Irish writer (born 1942)

Pádraic Breathnach (born 12 July 1942) is an Irish short story writer and novelist who writes in the Irish language. He was born in Moycullen, County Galway and now lives in Limerick. He has won a number of Oireachtas prizes. He was also awarded The Butler Literary Award by The Irish American Cultural Institute in 1992. In 1972 he joined the school of Celtic Studies at the Dublin Institute for Advanced Studies.

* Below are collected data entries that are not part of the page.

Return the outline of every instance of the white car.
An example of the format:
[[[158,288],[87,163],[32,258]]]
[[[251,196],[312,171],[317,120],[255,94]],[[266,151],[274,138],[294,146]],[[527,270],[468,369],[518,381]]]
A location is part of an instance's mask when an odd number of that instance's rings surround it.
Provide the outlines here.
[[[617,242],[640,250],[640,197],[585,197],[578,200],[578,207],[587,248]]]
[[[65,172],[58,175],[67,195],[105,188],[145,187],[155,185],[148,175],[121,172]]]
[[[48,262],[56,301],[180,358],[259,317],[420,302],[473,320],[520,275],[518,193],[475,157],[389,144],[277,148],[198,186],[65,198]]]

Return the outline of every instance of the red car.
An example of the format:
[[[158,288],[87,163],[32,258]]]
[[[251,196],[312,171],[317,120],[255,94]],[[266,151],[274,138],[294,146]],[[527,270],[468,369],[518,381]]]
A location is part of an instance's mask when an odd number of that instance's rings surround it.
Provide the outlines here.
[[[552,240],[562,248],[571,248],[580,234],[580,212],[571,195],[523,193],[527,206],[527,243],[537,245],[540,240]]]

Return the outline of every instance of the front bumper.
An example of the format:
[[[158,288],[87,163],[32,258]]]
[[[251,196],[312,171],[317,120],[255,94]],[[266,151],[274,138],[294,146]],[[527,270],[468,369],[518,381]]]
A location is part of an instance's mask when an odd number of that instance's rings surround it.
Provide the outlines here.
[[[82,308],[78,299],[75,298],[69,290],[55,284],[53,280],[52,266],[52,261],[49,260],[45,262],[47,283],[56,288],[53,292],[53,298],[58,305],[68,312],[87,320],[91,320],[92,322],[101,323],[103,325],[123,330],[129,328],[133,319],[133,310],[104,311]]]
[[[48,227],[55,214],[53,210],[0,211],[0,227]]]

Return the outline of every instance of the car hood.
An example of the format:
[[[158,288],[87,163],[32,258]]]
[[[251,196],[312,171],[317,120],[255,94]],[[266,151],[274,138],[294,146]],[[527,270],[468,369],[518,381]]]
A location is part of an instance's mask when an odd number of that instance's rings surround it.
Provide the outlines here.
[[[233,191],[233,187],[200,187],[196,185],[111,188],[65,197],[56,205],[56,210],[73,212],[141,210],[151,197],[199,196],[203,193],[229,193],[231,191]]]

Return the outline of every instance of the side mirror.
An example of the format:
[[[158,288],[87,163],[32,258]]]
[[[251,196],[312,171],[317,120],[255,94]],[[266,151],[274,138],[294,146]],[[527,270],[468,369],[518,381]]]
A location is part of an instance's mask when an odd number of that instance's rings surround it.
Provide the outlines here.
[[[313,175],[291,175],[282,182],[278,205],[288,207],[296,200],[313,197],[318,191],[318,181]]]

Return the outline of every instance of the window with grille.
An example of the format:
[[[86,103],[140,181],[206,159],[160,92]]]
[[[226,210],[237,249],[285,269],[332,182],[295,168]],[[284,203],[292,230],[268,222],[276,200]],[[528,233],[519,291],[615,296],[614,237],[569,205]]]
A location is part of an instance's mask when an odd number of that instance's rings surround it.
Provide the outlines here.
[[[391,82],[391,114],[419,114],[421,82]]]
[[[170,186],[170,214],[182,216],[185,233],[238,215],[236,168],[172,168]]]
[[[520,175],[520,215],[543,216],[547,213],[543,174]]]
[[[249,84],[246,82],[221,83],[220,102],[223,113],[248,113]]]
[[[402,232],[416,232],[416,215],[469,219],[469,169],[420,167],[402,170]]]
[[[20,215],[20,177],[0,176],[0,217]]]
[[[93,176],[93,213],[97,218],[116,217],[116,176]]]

Breathnach has been described as probably the most prolific short-story writer in Irish and as a stylist who is especially good at depicting youth and the natural world. It has been said of his work that it depicts a people inhabiting a harsh physical landscape that echoes their emotional landscape, a people with a pagan attachment to place, however unbountiful.

Collections include Bean Aonair (Clódhanna Teo., 1974), Buicéad Poitín (Clódhanna Teo., 1978), An Lánúin (F.N.T., 1979), Na Déithe Luachmhara Deiridh (Clódhanna Teo., 1980), Lilí agus Fraoch (Clódhanna Teo., 1983), Ar na Tamhnacha (Clódhanna Teo., 1987), Íosla agus Scéalta Eile (Clódhanna Teo., 1992), and An Pincín (Cló Iar-Chonnacht, 1996). His novels include Gróga Cloch (Cló Iar-Chonnachta, 1990) and As na Cúlacha (Cló Iar-Chonnacht, 1998).

In 1990 he published a cassette and booklet entitled Taomanna (Cló Iar-Chonnacht). He has also published a work on folklore and social history entitled Maigh Cuilinn: a Táisc agus a Tuairisc (Cló Chonamara, 1986).